Lors de la fête de Pourim, en 1971, j’ai assisté à un rassemblement ‘hassidique avec le Rabbi de Loubavitch. Nous étions plusieurs milliers, tous à chanter et à battre de mains. J’étais venu avec un jeune homme qui, à cette époque, était confus au sujet de ses croyances. Je restai à ma place habituelle, à quelques mètres sur la droite derrière le Rabbi. Mon invité se tenait juste à côté de moi. Son visage était écarlate, à la fois de peur et de culpabilité. Il avait ce genre d’yeux bleus grands ouverts qui semblent fixer un brasier en permanence.

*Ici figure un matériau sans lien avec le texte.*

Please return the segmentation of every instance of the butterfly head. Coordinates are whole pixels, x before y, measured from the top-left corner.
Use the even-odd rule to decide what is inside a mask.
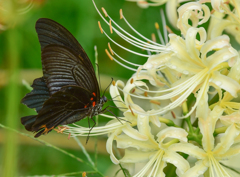
[[[106,96],[102,96],[102,98],[100,99],[100,103],[104,104],[106,103],[108,100],[107,100],[107,97]]]

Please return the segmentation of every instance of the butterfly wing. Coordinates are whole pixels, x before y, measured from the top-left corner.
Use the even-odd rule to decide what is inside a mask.
[[[74,50],[56,44],[48,45],[42,51],[42,63],[51,94],[63,86],[76,85],[95,93],[97,101],[100,99],[95,72],[89,70],[85,60]]]
[[[23,117],[21,121],[27,130],[39,131],[35,136],[38,137],[60,124],[86,117],[90,103],[99,102],[100,91],[91,61],[67,29],[53,20],[39,19],[36,31],[42,50],[43,77],[34,81],[33,91],[22,103],[36,108],[38,115]],[[68,87],[74,88],[74,92]],[[45,97],[40,98],[43,92]]]
[[[36,22],[35,28],[38,34],[41,50],[50,44],[58,44],[70,48],[85,60],[85,65],[88,66],[89,70],[94,73],[92,63],[89,60],[86,52],[75,39],[75,37],[65,27],[51,19],[40,18]],[[43,73],[44,68],[45,66],[43,65]]]
[[[70,124],[89,115],[90,100],[96,97],[88,90],[78,86],[64,86],[54,93],[39,111],[31,131],[38,132],[35,137],[48,133],[58,125]]]
[[[35,79],[31,86],[33,90],[26,94],[21,103],[39,112],[42,109],[43,103],[50,97],[49,89],[43,77]]]

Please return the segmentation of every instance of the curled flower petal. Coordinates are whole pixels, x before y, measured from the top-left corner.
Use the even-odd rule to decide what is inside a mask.
[[[109,89],[109,92],[110,92],[110,95],[113,99],[113,102],[114,104],[119,107],[119,109],[123,112],[126,111],[126,109],[123,109],[123,108],[127,108],[127,106],[124,104],[124,101],[122,99],[122,97],[120,96],[120,93],[119,93],[119,90],[118,90],[118,87],[124,87],[125,84],[118,80],[115,85],[111,85],[110,86],[110,89]]]
[[[206,60],[207,53],[223,47],[229,46],[230,39],[227,35],[218,36],[213,38],[212,40],[206,41],[206,43],[202,46],[200,52],[202,53],[202,59]]]
[[[234,139],[238,135],[239,130],[237,130],[234,124],[232,124],[230,127],[228,127],[224,135],[221,137],[220,143],[217,144],[213,150],[213,153],[224,154],[234,144]]]
[[[219,72],[213,72],[211,82],[228,91],[233,97],[237,97],[237,92],[240,89],[240,84],[237,81],[228,76],[224,76]]]
[[[176,151],[176,152],[183,152],[185,154],[189,154],[192,157],[197,159],[203,159],[206,157],[205,151],[193,144],[190,143],[176,143],[169,146],[168,150]]]
[[[184,173],[184,177],[198,177],[203,175],[204,172],[208,169],[208,166],[205,165],[203,160],[197,161],[194,167],[190,168],[186,173]]]
[[[117,129],[115,130],[115,132],[113,132],[109,137],[108,137],[108,140],[107,140],[107,143],[106,143],[106,150],[107,152],[110,154],[110,159],[112,160],[112,162],[114,164],[118,164],[119,161],[118,159],[115,157],[114,153],[113,153],[113,149],[112,149],[112,145],[113,145],[113,140],[114,138],[121,133],[121,129]]]
[[[129,137],[132,137],[133,139],[145,141],[148,139],[148,137],[144,134],[141,134],[136,129],[132,128],[129,124],[126,124],[124,128],[122,128],[122,131],[128,135]]]
[[[126,148],[136,148],[140,151],[153,151],[158,149],[158,144],[156,142],[133,139],[127,135],[119,135],[115,138],[117,141],[117,147],[126,149]]]
[[[176,138],[183,142],[187,142],[187,135],[188,135],[188,133],[184,129],[181,129],[181,128],[175,128],[175,127],[165,128],[164,130],[160,131],[157,134],[157,137],[158,137],[157,140],[159,142],[159,147],[164,147],[163,141],[166,138]]]
[[[205,16],[203,16],[203,12]],[[205,23],[209,19],[210,10],[206,5],[199,2],[189,2],[178,8],[178,14],[177,27],[185,36],[190,27],[197,27],[197,25]],[[189,19],[192,21],[192,26],[188,23]],[[199,19],[202,20],[199,21]]]
[[[190,168],[188,161],[176,152],[166,151],[163,160],[177,167],[181,174],[184,174]]]
[[[125,155],[119,161],[121,163],[141,163],[148,162],[150,157],[153,156],[156,152],[138,152],[136,150],[125,150]],[[141,155],[139,155],[141,154]]]

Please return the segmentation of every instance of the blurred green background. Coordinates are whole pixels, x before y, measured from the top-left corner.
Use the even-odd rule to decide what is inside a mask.
[[[120,9],[123,9],[130,24],[148,38],[151,38],[151,33],[156,33],[154,23],[158,22],[161,25],[160,7],[140,9],[136,3],[124,0],[95,0],[95,2],[99,9],[104,7],[108,14],[131,34],[134,33],[123,20],[119,19]],[[109,40],[100,33],[98,21],[101,21],[102,27],[108,34],[109,27],[101,20],[91,0],[33,0],[33,7],[22,14],[21,9],[24,9],[28,3],[26,0],[0,1],[0,123],[33,135],[24,129],[20,118],[35,112],[20,104],[20,100],[29,92],[22,84],[22,79],[32,84],[35,78],[42,76],[40,45],[35,32],[35,22],[39,18],[50,18],[65,26],[85,49],[92,63],[94,63],[94,46],[97,46],[102,89],[111,82],[111,77],[126,81],[133,72],[111,61],[105,54],[104,50]],[[128,44],[116,33],[110,36],[126,48],[146,53]],[[131,62],[142,64],[146,61],[146,58],[131,54],[114,44],[111,44],[111,47],[121,57]],[[99,116],[100,125],[104,125],[107,121]],[[87,126],[86,120],[80,121],[79,124]],[[86,159],[75,140],[73,138],[68,140],[67,135],[51,132],[40,139]],[[106,136],[99,137],[97,167],[106,176],[111,177],[119,166],[112,164],[106,152],[106,139]],[[85,145],[86,137],[80,140]],[[93,158],[94,141],[95,138],[91,137],[85,145]],[[51,147],[3,128],[0,128],[0,159],[1,177],[50,176],[92,170],[84,163]],[[98,175],[88,174],[88,176]]]

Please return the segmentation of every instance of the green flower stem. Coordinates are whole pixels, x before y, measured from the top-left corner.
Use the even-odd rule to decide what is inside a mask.
[[[183,115],[186,115],[188,113],[188,106],[187,106],[187,102],[186,101],[182,104],[182,110],[183,110]],[[185,120],[186,120],[186,122],[188,124],[189,132],[193,133],[193,127],[192,127],[192,123],[191,123],[190,118],[191,117],[189,116]]]
[[[79,139],[78,139],[76,136],[74,136],[73,138],[74,138],[74,140],[77,142],[78,146],[82,149],[82,152],[83,152],[83,154],[87,157],[88,162],[89,162],[92,166],[95,166],[95,164],[94,164],[94,162],[92,161],[90,155],[88,154],[88,152],[86,151],[86,149],[84,148],[84,146],[82,145],[82,143],[79,141]]]
[[[179,127],[178,125],[176,125],[172,120],[169,120],[169,119],[166,119],[164,117],[158,117],[159,121],[161,123],[164,123],[166,124],[167,126],[170,126],[170,127]]]
[[[224,133],[227,130],[228,127],[220,127],[220,128],[216,128],[213,135],[217,136],[220,133]]]
[[[84,172],[85,172],[87,175],[88,175],[88,174],[95,174],[95,173],[97,173],[96,171],[78,171],[78,172],[64,173],[64,174],[60,174],[60,175],[57,175],[57,176],[81,175],[81,174],[83,174]],[[51,177],[52,177],[52,176],[51,176]]]
[[[188,106],[187,102],[184,102],[182,104],[182,109],[183,109],[183,115],[186,115],[188,113]],[[187,122],[189,132],[188,132],[188,140],[196,141],[198,144],[202,145],[202,134],[199,134],[199,128],[194,129],[191,123],[191,117],[187,117],[185,119]]]
[[[8,61],[9,82],[6,87],[6,119],[7,126],[17,129],[19,125],[18,109],[19,109],[19,44],[20,38],[17,29],[9,29],[6,31],[6,59]],[[13,132],[6,131],[6,142],[4,143],[3,152],[3,168],[1,176],[14,177],[17,176],[17,151],[18,139]]]
[[[173,140],[171,140],[171,141],[169,141],[169,142],[167,142],[167,143],[164,143],[164,146],[166,147],[166,148],[168,148],[169,146],[171,146],[172,144],[175,144],[175,143],[178,143],[179,142],[179,139],[173,139]]]
[[[19,131],[15,130],[15,129],[12,129],[12,128],[10,128],[10,127],[6,127],[6,126],[4,126],[4,125],[2,125],[2,124],[0,124],[0,127],[4,128],[4,129],[7,129],[7,130],[10,130],[10,131],[12,131],[12,132],[21,134],[21,135],[23,135],[23,136],[27,136],[27,137],[29,137],[29,138],[32,138],[33,140],[38,141],[38,142],[44,144],[45,146],[48,146],[48,147],[51,147],[51,148],[53,148],[53,149],[55,149],[55,150],[57,150],[57,151],[60,151],[60,152],[62,152],[63,154],[66,154],[66,155],[72,157],[73,159],[76,159],[76,160],[79,161],[79,162],[85,163],[86,165],[88,165],[89,167],[91,167],[93,170],[95,170],[95,173],[98,173],[100,176],[105,177],[100,171],[98,171],[98,169],[97,169],[94,165],[92,165],[92,164],[84,161],[83,159],[81,159],[81,158],[79,158],[79,157],[76,157],[75,155],[73,155],[73,154],[71,154],[71,153],[69,153],[69,152],[67,152],[67,151],[65,151],[65,150],[63,150],[63,149],[61,149],[61,148],[59,148],[59,147],[56,147],[56,146],[54,146],[54,145],[52,145],[52,144],[50,144],[50,143],[48,143],[48,142],[45,142],[45,141],[43,141],[43,140],[41,140],[41,139],[39,139],[39,138],[34,138],[33,136],[28,135],[28,134],[26,134],[26,133],[22,133],[22,132],[19,132]]]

Au bout de plusieurs heures, mes jambes et mes pieds me faisaient mal, et je me sentais un peu étourdi par le manque d’air. Je songeais à sortir pour faire une pause lorsque, sans crier gare, le Rabbi se tourna vers moi et, me regardant droit dans les yeux, il mit deux doigts sur sa bouche et hocha la tête dans ma direction à plusieurs reprises. Je ne comprenais pas ce qu’il voulait dire. À chacun de ses hochements de tête, je répondis par un haussement d’épaules. Ses doigts étaient toujours posés sur sa lèvre inférieure et il hocha la tête encore une fois, cette fois-ci très vigoureusement. La pensée me traversa l’esprit qu’il était peut-être en train de m’ordonner de siffler, mais je l’ai rejetée. Jamais un homme de sa noblesse ne demanderait quelque chose d’aussi ridicule !
J’ai regardé derrière moi pour m’assurer qu’il ne s’adressait pas à quelqu’un d’autre et je m’aperçus que tout le monde me regardait. Je me tournais de nouveau vers le Rabbi, me disant que si je me mettais à siffler, les ‘hassidim me jetteraient immédiatement dehors. Je n’allais pas prendre de risques. J’allais d’abord imiter le sifflement. J’ai placé deux doigts sur ma bouche et j’ai attendu.
Le visage du Rabbi s’illumina.
C’était ça ! J’ai pénétré une dimension inconnue au moment où j’émettais mon premier sifflement. Le premier fut timide, mais je pris vite de l’assurance et je me suis mis à siffler de toutes mes forces. D’autres se joignirent bientôt à moi et nous fûmes bientôt des centaines à siffler. L’atmosphère s’enflamma sous l’effet des sons perçants. Ma lèvre inférieure, en lambeaux, me faisait souffrir. Mais le Rabbi ne me laissait pas m’arrêter. Il prenait l’affaire très au sérieux.
Il demanda encore plus d’énergie et moi, dans un accès d’imagination brusquement débridée, j’imaginais d’épais nuages noirs et menaçants se réduire en poussière. Nous mîmes les ténèbres en déroute avec notre souffle collectif. Les esprits étaient soudain libérés de tout endoctrinement, et je savais que mon invité était purgé de sa folie. Toute douce séduction murmurée par l’autre côté était balayée par le vent puissant que nous avions suscité. Tous les arguments fallacieux s’envolaient comme des chauves-souris terrifiées alors que nous nous époumonions en nous engageant dans une guerre totale – menée loyalement, vent contre vent – contre ces émotions irrationnelles qui se font passer pour des pensées, mais qui ne sont fondamentalement que du vent. Nous écartâmes tous ces ennemis vaporeux sans souffrir de perte ; même ceux qui chantaient n’eurent pas mal à la gorge alors qu’ils accompagnaient notre souffle.
Notre dernier sifflement s’éleva comme le cri plaintif de la corne de bélier. Je me disais que toute cette extravagance devait avoir un sens, que c’était une répétition de la Rédemption, lorsque le Rabbi y mit fin.